- 03.今すぐ来て、それだけでいいから -










 膝を抱えて、小さくうずくまる。
 傾いた日差しは、その小さな影をも長く引き伸ばし、静かに今日の最後の光を投げかけていたが、それすら目にすることはできなかった。

 今、自分の背後に在るのは、悲しみの家。
 所詮、通りすがりの存在なのだから、関わらなければ良かった、と思うけれど、もう遅い。

 ただ、笑って欲しかっただけなのだ。
 人懐っこく話しかけてきた、小さな女の子。
 閑静な田舎町の、日当たりのいい通りに面した窓の向こうから、小さなベッドに起き上がり、パジャマ姿のままで、お兄ちゃんたちはどこから来たの、と。
 にこにこと笑ってはいても、顔色は良くなく、袖口から覘く肌も太陽の光を知らない白さで、何か病気を抱えているのだろうということは一目で分かった。
 けれど、その笑顔を無視することはできなくて。
 窓越しに、しばらく喋っていたら、女の子の母親に家の中に招かれた。

 ただ、喜んで欲しかっただけだった。
 生まれつき心臓が悪くて、もう時間の問題なのだと、疲れ切ったようにひっそり微笑んだ母親に。
 ベッドから下りて自由に動き回ることすら、ままならない小さな女の子に。
 少しでも笑顔をあげたくて。
 アルフォンスと二人、小さな等価交換を、幾つも幾つも披露した。

 それは他愛のない魔法のようなもの。
 欠けたグラスを、きらきらと光るガラス細工の花にしてみたり。
 クッションを、小熊のぬいぐるみにしてみたり。
 ついでに、母親のペンダントを直してみたり。
 そんな小さな手品を、幾つも、幾つも。

 けれど、最後に。
 女の子は、「お父さんに会いたい」と。
 何年も前に、事故で亡くなってしまった父親。
 一瞬、顔をこわばらせてしまった自分を、母親はどう受け取ったのか。
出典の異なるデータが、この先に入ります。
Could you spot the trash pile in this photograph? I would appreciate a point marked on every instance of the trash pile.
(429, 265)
無理を言っちゃだめよ、と小さな娘をたしなめて。
 ごめんなさいね、と。ありがとう、と微笑んだ。

 小さな女の子の具合が悪くなったのは、次の日の夜遅く。
 そのまま半日苦しんで。
 つい、先程。

「エドワード君」

 呼ばれて、はっと顔を上げる。
 肩越しに振り返ると、女の子の母親が、泣き腫らした目で、それでも微笑んで立っていた。
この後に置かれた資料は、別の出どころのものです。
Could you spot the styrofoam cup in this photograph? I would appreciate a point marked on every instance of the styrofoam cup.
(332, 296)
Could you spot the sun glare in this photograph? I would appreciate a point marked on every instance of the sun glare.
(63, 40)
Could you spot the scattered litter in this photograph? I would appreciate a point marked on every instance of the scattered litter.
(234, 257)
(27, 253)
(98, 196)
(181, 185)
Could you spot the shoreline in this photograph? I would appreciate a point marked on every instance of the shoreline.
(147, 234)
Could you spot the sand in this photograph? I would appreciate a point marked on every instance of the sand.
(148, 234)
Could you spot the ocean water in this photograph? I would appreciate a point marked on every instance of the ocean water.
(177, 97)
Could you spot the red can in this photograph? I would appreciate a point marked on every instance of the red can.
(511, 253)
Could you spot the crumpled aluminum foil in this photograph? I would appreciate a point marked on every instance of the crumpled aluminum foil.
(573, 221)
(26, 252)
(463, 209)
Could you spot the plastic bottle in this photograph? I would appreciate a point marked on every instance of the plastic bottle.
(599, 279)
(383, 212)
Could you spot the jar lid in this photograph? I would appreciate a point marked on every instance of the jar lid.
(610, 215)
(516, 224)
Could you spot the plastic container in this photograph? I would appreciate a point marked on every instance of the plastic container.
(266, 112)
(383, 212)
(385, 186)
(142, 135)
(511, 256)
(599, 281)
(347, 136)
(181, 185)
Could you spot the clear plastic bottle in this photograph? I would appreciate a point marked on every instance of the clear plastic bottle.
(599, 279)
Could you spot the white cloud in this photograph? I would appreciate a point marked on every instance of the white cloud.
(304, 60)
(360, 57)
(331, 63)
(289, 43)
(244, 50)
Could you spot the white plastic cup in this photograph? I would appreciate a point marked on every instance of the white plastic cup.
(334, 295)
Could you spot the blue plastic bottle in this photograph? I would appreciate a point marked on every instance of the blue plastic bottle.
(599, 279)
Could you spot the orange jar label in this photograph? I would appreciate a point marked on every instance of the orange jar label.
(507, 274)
「本当にありがとう。最後に素敵なものを沢山見られて、あの子は本当に喜んでいたし、私も嬉しかったわ。ありがとう」
「……でも俺は」
「十分だったわ。死んだ人は戻ってこない。そうでしょう?」

 精一杯に微笑んだその人の瞳に、新たな涙がにじむ。
 その胸に揺れる、死んだ夫からのプレゼントだったというペンダントが、残照に静かな輝きを見せて。

「あの子のことを、そんなにも悲しんでくれてありがとう。良かったら、明日のお葬式にも出てくれるかしら」
「……うん。出るよ。絶対に出る」
「ありがとう。それじゃ冷える前に戻ってきてね。温かいスープを用意して、待っているから」

 それだけを告げて。
 彼女は家の中へと戻ってゆく。

 その後姿が、滲み、ぼやけて。

「────っ…」

 何も、できなかった。
 ほんの小さな手品を見せてあげただけ。
 苦しみを取り除くことも、あの子が一番望んだものを与えてやることもできなかった。
 なんて無力な、この手。

「──あんたも…こんな思い、したことあるのか……?」

 所詮は、錬金術。
 所詮は、人間のすること。
 ちっぽけなちっぽけな、人間の。

「きっと……あるよな。あんた、だって……」

 それでも。
 彼が知ったら、言うだろうか。
 自分の出来ることはやったのだろう、と。君は最善を尽くした、と。
 そんな、言葉を。

「大佐……っ」

 呟く言葉は、小さく震えて途切れる。

 ──強くなりたい。

 悲しみを、己の無力を受け止められるくらいに。
 どんな時でも、毅然として立てるくらいに。

 ──強く、なりたい。
 





end.






エドにとってロイは、
好きな人でもあり、理想の大人でもあり。
もう一度立ち上がる原動力でもあり。